During her first two years with Notre Dame, Kovenock also helped tutor Irish standouts Samantha Maxwell, Amy Wren Miller and Kim Holden. Maxwell, the 2010 BIG EAST Most Outstanding Swimmer after having a hand in four titles (100 and 200 breast, 200 and 400 medley relay), earned All-America honors in the 100 breast and honorable mention All-America accolades in the 200 breast as a sophomore in 2009 and honorable mention All-America honors in the 100 breast as a junior in 2010. She also competed at the NCAAs in 2011. Miller received All-America accolades as a junior in 2010 in the 50 free, while Holden competed in three events at the 2011 NCAA Championships.

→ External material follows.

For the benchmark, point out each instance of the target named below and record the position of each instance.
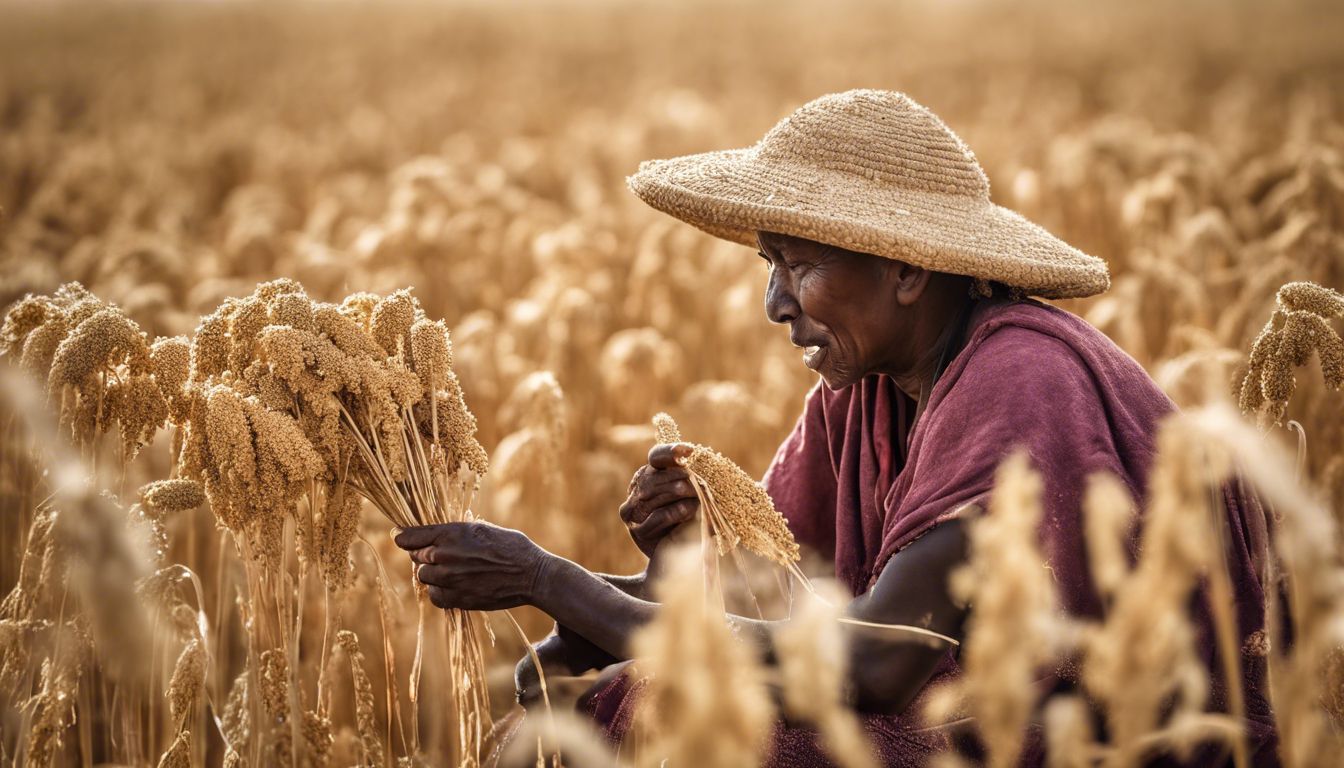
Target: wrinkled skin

During Kovenock's first season in 2010, the Irish won their 15th and final BIG EAST title in a row to extend the longest streak in league history regardless of sport. After 2010, the Irish claimed second three consecutive years before moving to the Atlantic Coast Conference for the 2013-14 season.
Away from competitive action, Kovenock has helped plan and organize with Barnes three Coaches vs. Cancer Fighting Irish Swim Clinics that have raised over $25,000 (not sure about this year yet) for RiverBend Cancer Services and the American Cancer Society.
During Kovenock's four years at Kenyon, the women's program won three NCAA Championships (2007, 2008, 2009), the men's program won four NCAA Champions (2006, 2007, 2008, 2009), and Kenyon swimmers earned over 240 All-American awards in NCAA competition.
"(While at Kenyon) I learned a tremendous amount about life and work behind the scenes of an established championship team," said Kovenock. "Regardless of what a team or an athlete or a coach has accomplished in past years, you have to be willing to redefine the standard. We're trying to maximize potential in all that we do. It comes down to consistently recognizing and capitalizing on the opportunities that are in front of us everyday. My passion and belief in Notre Dame is tied directly to that philosophy. The opportunities that exist at the University of Notre Dame are unparalleled. If we recruit student-athletes with the right talent, belief, and desire, the Notre Dame swimming and diving program can do something special."
On deck at Kenyon, Kovenock worked under legendary head coach Jim Steen and was given specific training responsibilities with the men's and women's sprint groups. Over the course of four years, a Kenyon swimmer won the 50 freestyle NCAA title twice (2007, 2009) and the NCAA record, which still stands today, was broken once (2009).
In addition to her coaching duties, Kovenock coordinated recruiting for the women's program. After back-to-back NCAA runner-up finishes in 2005 and 2006, the swimmers recruited during Kovenock's tenure sparked a resurgence for the women's program, playing key roles in Kenyon's three titles from 2007-09. As a sprinter at Connecticut College (Div. III), Kovenock captured an individual NCAA Championship in the 50 free (2004) and earned 11 individual NCAA All-American awards (2002 - 2005). At the conference level, she went undefeated in the 50 and 100 freestyle events over her four years.
Kovenock's collegiate career was marked by academic accolades as well. Graduating with a B.A. in honors philosophy, Kovenock was an Academic All-American during each of her four years and was named to the ESPN The Magazine Academic All- American Team during both her junior and senior years.